Le ministre de l'Intérieur, Bernard Cazeneuve, a déclaré mardi que la France «ce n'est pas la haine», qu'elle a «besoin de respect» et qu'il entendait être "le ministre du Respect".

«Sécurité reforcée»

«La sécurité est renforcée» par des «patrouilles et troupes statiques en tous point du territoire», a-t-il réaffirmé sur France Inter après l'attaque de deux juifs à Créteil (Val-de-Marne) survenue peu après la fusillade du Musée juif de Bruxelles qui a fait quatre morts.

«Je voudrais gravement vous dire ce que je vois sur l'espace numérique ou twitter mais pas seulement», a-t-il ajouté en référence à une réunion qui s'est tenue lundi à Lyon avec l'essayiste d'extrême droite Alain Soral - le «funeste Soral», selon le ministre - qui s'intitulait «les juif et les autres» et qui a eu lieu dans un espace «privé».

«Bien précieux mais fragile»

«La France ce n'est pas la haine, l'insulte de celui qui exerce une responsabilité publique ou a une apparence religieuse conforme aux valeurs de la République», a assuré Bernard Cazeneuve. «La République ne peut pas basculer dans de petites haines, se laisser ronger de l'intérieur par ces comportements», a ajouté le ministre.

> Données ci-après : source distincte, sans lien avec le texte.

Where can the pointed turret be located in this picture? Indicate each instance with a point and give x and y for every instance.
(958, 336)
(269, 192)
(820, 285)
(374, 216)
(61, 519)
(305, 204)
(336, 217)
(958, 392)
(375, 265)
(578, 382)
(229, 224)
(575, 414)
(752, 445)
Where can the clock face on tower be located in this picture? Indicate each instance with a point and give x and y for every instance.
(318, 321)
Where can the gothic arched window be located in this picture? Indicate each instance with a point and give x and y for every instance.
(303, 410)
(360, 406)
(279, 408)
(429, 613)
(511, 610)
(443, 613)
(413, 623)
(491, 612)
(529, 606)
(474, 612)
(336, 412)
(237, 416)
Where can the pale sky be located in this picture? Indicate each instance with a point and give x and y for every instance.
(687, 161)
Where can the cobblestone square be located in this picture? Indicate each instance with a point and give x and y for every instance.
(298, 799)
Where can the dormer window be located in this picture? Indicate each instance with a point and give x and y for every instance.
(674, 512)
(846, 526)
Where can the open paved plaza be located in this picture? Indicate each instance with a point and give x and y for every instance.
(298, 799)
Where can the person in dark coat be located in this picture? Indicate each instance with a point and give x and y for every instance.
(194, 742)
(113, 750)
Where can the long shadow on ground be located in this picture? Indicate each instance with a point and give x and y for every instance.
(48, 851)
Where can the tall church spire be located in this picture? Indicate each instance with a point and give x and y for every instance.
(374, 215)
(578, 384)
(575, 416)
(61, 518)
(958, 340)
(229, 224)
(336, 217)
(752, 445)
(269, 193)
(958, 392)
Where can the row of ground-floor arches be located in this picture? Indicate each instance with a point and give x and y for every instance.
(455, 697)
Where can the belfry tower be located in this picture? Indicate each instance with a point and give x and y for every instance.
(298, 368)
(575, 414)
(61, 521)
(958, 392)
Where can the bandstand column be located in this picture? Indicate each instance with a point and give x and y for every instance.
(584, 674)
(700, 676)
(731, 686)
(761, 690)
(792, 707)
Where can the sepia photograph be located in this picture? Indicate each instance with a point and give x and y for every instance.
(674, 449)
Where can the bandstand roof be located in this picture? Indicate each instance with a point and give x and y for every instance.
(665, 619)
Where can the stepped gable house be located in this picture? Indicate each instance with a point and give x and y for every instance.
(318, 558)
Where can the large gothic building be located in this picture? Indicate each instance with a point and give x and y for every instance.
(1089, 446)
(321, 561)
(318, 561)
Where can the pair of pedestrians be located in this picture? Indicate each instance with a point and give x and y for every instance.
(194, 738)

C'est, a t-il dit, un «bien précieux mais fragile» et «lorsque, par absence de vigilance parce qu'on laisse la colère occuper toute la place et les haines qui vont avec l'emporter sur (ses)valeurs (...) vient un moment où les idéologies funestes finissent par l'emporter et il est trop tard lorsqu'on le réalise».

Sans vouloir faire un «lien avec le vote de dimanche», selon la question qui lui a été posée, le ministre a déclaré que «chacun investi de responsabilité publique doit faire attention à la nature de la parole qu'il prononce». «Ce pays a besoin de respect, je veux être le ministre du Respect»,a-t-il conclu.